Swedish Rye Bread I

This is excellent bread, so good it melts in your mouth!

INGRIDIENT

DIRECTION

Step: 1

Dissolve yeast in warm water.

Step: 2

Scald milk. Transfer milk to a large bowl, and add salt, molasses, brown sugar, and melted shortening. Cool to lukewarm, and add dissolved yeast. Add rye flour, beating with mixer. Gradually beat in white flour. Place dough in a greased bowl, and turn to coat the surface. Cover with a damp towel, and allow to rise till double in bulk in a warm place.

Step: 3

Punch down the dough, and place on a lightly floured board. Knead until dough becomes elastic, and does not stick to the board. Allow to rest for 5 minutes. Divide into 3 equal portions, and shape into loaves. Place in greased 9 x 5 inch bread pans. Let rise until double in bulk.

Step: 4

Bake at 375 degrees F (190 degrees C) for 35 to 40 minutes.

NUTRITION FACT

Per Serving: 84 calories; protein 1.1g; carbohydrates 15.1g; fat 2.2g; cholesterol 0.8mg; sodium 200.9mg.
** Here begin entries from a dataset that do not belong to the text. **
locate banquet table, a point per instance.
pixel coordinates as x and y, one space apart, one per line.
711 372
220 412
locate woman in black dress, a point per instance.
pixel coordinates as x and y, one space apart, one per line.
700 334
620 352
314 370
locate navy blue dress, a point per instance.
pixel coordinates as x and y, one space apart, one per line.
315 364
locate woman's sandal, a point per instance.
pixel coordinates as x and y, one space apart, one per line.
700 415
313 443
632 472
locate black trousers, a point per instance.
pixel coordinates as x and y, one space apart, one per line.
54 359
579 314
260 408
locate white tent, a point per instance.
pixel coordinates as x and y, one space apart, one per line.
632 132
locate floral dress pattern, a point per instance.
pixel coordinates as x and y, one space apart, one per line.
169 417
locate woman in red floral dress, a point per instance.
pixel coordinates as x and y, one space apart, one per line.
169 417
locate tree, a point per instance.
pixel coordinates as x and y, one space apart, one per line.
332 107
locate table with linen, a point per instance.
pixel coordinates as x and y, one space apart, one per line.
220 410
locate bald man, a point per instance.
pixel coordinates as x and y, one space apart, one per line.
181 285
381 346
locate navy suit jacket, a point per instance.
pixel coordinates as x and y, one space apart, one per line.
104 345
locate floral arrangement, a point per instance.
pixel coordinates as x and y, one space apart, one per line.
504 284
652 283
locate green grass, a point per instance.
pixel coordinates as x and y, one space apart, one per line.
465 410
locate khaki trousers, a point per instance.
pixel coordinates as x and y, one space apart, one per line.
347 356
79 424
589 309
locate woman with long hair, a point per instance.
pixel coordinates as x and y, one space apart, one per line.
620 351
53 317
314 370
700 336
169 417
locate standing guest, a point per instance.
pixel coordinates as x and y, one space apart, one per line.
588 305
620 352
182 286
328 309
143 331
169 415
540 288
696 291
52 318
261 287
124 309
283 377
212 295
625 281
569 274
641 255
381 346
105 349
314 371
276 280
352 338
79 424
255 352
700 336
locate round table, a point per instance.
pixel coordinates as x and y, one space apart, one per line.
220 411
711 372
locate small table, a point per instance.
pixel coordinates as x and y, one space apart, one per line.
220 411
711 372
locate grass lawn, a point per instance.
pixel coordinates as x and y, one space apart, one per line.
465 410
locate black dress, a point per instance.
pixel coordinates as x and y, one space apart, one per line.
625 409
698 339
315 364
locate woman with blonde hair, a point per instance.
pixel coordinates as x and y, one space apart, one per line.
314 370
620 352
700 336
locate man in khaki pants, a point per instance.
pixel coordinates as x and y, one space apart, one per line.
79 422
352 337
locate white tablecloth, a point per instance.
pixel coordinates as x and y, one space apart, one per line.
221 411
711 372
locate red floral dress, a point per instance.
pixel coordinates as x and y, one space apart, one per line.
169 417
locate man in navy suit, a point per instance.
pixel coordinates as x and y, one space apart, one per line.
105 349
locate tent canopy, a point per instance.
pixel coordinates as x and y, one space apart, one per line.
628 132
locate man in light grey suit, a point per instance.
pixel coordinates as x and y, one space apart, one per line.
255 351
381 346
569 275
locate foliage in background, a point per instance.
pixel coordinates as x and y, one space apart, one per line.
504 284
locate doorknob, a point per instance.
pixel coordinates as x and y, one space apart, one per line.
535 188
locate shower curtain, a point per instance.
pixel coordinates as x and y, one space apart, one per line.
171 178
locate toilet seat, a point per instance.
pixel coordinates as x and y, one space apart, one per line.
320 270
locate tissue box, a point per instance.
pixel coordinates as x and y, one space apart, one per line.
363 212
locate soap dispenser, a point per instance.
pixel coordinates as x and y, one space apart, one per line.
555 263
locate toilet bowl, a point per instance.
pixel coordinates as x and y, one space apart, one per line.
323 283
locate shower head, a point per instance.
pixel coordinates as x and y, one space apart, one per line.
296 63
The best flavour of the flour could make a real difference to your bread. Different makers do vary. Extra-strong or Canadian flours, which are bet higher in gluten, may give you a best rise than standard dough flours – especially if you’re make wholemeal bread , which not always getting bigger as well as white bread.

To made this in a dough , add all the menus to your breadmaker and follow the makers instructions.

A bread first rising can be make in the fridge overnight . This slows down the time it takes to rise to double its size, giving it a deeper flavour. It’s also a great timesaver , as you can start it yesterday , then clear it off the next day.